US Highway 101

101 goes by many names.
Many vacationers to California know her as the Pacific Highway. SoCal residents add a little more status, referring to her as “The 101”. Where she winds through the some of the world’s largest and oldest trees, in Northern Cali, she goes by the pseudonym Redwood Highway. 70’s folk rockers America made her famous when they sung of the free wind blowin’ through her hair via the stretch known as Ventura Highway. She’s El Camino Real in the south and the Olympic Highway as she wraps around the Olympic National Park in Washington state.
Countless hitchhikers have known her simply as “home”.
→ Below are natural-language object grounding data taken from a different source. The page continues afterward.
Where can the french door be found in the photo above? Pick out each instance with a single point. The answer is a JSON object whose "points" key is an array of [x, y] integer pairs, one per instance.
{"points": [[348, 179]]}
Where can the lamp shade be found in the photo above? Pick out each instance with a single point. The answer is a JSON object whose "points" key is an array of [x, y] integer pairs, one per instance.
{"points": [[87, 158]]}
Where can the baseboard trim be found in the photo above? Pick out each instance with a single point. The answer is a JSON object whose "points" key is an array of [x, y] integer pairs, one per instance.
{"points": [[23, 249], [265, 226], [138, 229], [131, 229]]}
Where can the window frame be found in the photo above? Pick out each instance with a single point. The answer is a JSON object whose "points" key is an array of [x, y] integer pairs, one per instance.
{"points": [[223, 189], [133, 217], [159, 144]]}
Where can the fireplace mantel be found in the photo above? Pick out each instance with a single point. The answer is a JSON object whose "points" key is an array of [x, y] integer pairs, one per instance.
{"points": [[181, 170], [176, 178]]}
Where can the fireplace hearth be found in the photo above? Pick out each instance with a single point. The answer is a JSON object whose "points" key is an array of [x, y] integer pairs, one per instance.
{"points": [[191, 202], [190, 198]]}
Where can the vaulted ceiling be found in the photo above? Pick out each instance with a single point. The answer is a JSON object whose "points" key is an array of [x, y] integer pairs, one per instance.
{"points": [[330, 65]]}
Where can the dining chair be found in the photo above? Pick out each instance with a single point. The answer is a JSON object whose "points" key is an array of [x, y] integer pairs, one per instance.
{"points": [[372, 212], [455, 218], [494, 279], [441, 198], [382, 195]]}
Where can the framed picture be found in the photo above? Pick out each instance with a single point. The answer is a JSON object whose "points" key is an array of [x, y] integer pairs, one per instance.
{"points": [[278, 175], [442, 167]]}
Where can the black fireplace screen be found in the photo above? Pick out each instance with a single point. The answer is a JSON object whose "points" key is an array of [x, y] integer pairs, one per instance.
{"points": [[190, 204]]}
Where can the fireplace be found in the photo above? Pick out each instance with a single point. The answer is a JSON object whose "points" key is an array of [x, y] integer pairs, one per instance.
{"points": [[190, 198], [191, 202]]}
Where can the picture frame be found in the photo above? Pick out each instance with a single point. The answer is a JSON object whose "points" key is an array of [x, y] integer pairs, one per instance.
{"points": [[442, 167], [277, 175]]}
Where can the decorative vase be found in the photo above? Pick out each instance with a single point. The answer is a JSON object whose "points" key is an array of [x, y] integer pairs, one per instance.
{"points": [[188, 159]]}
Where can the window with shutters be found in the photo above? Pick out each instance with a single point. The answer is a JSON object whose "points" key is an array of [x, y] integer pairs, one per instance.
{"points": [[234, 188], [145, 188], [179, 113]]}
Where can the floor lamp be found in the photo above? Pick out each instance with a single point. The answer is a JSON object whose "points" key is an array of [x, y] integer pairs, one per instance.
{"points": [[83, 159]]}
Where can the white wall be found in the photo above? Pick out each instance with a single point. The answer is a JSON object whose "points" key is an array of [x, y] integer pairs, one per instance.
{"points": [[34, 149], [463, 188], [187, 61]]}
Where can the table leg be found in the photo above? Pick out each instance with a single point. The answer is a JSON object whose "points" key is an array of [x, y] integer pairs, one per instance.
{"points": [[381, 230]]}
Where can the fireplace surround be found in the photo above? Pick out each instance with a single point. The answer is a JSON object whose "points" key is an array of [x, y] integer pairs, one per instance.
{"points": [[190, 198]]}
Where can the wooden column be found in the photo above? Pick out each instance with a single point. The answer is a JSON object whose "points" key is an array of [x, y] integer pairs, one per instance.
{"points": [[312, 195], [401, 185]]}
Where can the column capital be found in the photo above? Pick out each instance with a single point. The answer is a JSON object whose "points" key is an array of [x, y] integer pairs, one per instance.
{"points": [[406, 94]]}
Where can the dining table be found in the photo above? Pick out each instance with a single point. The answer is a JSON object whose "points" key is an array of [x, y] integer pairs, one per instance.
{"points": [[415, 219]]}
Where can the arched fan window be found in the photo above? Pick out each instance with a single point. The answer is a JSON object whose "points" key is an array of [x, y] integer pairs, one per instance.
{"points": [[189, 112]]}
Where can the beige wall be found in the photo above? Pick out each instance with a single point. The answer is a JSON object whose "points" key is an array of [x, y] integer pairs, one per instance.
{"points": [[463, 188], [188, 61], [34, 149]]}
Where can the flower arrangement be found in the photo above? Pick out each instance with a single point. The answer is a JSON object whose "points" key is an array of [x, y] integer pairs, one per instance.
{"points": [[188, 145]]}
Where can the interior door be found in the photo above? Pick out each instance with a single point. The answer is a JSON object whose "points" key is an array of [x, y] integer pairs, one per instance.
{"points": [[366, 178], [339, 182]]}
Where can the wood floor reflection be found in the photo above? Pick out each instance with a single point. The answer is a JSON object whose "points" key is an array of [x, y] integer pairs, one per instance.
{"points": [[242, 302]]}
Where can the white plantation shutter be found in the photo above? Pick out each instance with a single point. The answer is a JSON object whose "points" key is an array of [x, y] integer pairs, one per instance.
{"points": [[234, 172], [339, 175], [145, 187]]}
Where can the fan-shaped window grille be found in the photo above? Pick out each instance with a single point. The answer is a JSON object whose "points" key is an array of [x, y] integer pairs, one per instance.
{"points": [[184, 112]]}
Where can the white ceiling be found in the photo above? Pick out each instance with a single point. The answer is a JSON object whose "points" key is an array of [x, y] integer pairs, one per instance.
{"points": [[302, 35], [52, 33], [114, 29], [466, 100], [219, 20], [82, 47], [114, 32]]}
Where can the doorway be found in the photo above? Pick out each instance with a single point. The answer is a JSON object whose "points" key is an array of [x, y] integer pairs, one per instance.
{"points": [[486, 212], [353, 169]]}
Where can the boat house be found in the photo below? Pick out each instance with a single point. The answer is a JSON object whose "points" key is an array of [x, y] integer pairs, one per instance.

Like the host of rock n’ rollers who’ve sung about her over the years, she’s a rule breaker. Technically, US 101 begins in a little city just off of Puget Sound by the name of Tumwater, Washington. From there, its southerly route begins by immediately heading north and then east, looping the Olympic Peninsula in all of its misty, bald eagled charm. Even her very name, US Highway 101, goes against the traditional numbering system that governs where highways should fall on the map. Like many of her fellow US Highways, she’s been replaced by Interstates in places, and so she now, for reasons of map reading and legalism, terminates in Los Angeles, in some form or another she keeps on trucking the whole way south to San Diego. Hop the border and onto Mexico 1 if you want to keep heading south, all the way down the Baja California Peninsula. Or take a ferry into British Columbia and join up with Canada’s Trans-Canada Highway and cross back over the continent via our northern neighbor.
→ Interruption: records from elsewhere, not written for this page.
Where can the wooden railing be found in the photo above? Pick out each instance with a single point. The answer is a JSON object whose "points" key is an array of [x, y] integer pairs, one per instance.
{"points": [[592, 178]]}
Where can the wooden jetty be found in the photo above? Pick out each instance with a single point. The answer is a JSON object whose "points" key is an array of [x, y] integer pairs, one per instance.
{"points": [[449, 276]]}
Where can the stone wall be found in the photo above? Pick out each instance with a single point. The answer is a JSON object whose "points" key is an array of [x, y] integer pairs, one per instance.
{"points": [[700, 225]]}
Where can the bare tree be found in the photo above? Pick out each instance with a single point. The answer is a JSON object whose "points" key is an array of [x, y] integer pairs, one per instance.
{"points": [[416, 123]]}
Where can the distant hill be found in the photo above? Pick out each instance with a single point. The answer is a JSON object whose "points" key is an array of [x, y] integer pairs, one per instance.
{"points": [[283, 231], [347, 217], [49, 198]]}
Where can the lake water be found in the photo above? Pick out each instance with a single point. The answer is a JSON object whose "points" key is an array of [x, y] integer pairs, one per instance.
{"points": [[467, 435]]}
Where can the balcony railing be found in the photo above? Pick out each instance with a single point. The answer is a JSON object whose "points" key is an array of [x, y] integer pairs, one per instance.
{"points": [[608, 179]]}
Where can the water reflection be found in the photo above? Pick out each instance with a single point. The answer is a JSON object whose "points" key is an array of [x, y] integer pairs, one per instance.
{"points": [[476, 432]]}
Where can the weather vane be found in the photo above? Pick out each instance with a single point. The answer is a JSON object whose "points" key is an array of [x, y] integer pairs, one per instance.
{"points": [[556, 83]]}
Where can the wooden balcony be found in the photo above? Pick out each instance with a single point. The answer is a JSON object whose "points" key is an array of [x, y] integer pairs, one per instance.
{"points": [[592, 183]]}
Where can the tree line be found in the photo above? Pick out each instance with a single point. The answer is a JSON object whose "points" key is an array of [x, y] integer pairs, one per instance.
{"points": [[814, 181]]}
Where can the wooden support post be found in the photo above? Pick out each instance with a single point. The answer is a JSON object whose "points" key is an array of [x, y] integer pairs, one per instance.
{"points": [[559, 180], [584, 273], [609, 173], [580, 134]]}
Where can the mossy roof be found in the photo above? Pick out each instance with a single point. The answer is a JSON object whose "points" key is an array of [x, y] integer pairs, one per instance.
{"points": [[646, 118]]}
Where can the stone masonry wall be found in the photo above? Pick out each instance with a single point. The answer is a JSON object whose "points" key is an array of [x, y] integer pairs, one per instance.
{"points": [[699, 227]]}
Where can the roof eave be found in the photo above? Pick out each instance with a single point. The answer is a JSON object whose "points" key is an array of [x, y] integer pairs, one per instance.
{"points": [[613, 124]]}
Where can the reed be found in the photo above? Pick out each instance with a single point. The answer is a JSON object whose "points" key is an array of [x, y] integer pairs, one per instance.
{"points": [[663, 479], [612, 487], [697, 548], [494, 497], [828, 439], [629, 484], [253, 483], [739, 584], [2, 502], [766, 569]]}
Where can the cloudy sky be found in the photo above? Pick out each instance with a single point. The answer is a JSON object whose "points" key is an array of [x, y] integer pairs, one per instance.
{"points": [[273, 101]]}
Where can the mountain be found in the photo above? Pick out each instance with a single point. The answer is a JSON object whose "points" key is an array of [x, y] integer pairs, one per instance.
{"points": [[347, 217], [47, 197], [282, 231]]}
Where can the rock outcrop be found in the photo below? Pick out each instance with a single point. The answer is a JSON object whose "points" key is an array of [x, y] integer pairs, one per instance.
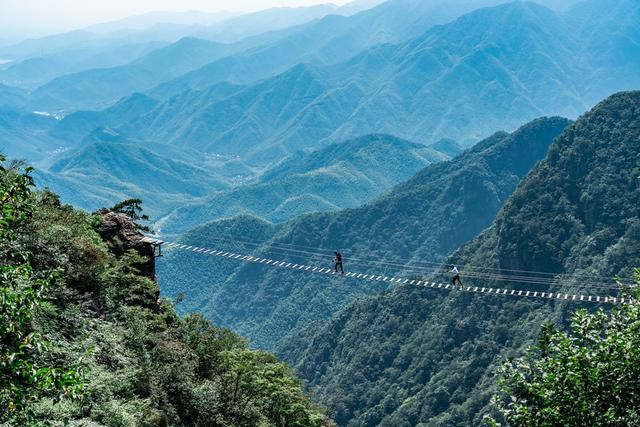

101 passes through two National Parks—Olympic and Redwood, both of which are temperate rainforests—through all three western states, generally hugging the coastline all the way down as it meanders through American legends like San Francisco and Hollywood, as well as every last mile of Oregon’s North Coast. Short of the now defunct, fabled Route 66, it’s without a doubt America’s best known road and perhaps the single most gorgeous stretch of mostly two lanes your wheels can roll across.
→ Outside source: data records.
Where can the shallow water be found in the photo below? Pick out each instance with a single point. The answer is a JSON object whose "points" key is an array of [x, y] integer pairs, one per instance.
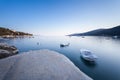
{"points": [[107, 66]]}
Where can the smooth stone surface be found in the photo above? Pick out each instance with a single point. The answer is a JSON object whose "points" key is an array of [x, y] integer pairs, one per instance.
{"points": [[40, 65], [7, 50]]}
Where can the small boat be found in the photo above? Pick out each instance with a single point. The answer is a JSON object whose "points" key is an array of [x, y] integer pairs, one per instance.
{"points": [[87, 55], [64, 45]]}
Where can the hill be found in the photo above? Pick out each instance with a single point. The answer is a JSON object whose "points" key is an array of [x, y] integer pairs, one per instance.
{"points": [[6, 31], [115, 31]]}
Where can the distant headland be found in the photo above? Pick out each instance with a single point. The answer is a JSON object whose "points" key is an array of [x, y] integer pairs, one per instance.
{"points": [[5, 32]]}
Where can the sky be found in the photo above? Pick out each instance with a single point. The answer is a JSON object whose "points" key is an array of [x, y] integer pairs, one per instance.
{"points": [[59, 17]]}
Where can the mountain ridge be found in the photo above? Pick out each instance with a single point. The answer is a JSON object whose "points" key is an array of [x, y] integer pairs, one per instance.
{"points": [[115, 31]]}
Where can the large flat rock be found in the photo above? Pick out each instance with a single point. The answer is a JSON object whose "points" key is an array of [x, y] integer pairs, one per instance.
{"points": [[40, 65]]}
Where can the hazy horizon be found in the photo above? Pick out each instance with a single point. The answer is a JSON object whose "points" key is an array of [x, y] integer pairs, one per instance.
{"points": [[59, 17]]}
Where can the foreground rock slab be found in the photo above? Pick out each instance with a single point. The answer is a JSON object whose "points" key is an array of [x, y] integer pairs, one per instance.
{"points": [[40, 65], [7, 50]]}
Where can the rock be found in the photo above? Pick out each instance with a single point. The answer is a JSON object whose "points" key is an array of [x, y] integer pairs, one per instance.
{"points": [[40, 65], [7, 50]]}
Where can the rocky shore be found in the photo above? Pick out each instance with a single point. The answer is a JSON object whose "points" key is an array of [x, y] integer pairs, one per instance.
{"points": [[40, 65], [7, 50]]}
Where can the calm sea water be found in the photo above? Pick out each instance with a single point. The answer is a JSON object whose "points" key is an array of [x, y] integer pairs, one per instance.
{"points": [[107, 67]]}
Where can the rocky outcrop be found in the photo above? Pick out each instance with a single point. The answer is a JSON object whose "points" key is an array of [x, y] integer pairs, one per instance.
{"points": [[7, 50], [40, 65]]}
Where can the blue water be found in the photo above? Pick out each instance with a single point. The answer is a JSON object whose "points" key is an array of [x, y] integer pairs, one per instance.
{"points": [[107, 67]]}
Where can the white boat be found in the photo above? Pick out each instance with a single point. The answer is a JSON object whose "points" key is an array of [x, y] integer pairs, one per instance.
{"points": [[87, 55]]}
While it would actually be pretty difficult to move along any given portion of 101 and not have your eyes widened by the scenery abounding, while visiting the North Coast we highly recommend beginning from Manzanita and heading north, all the way to Long Island, Washington, if you’ve got a day or so to spare. Since much of the trip, particularly once you get north of Cannon Beach, is flat, this is a great stretch to do on a bicycle, but of course no one would blame you if you let your motorized automobile do the leg work while you kicked back and enjoyed the view. We could while away several more pages with our best attempt at describing what this stretch of the country looks like, but instead we’ll leave you with this collection of photographs.



























































If you made it this far, we have better news than even these photographs were able to portray…that being that even with this somewhat very large collection of photos, the amount to see and do in this three county stretch of Oregon would leave one taking pictures for years before they ever managed to see it all. So hop on your bike, get in your car, or stick out your thumb and get yourself up and down that 101.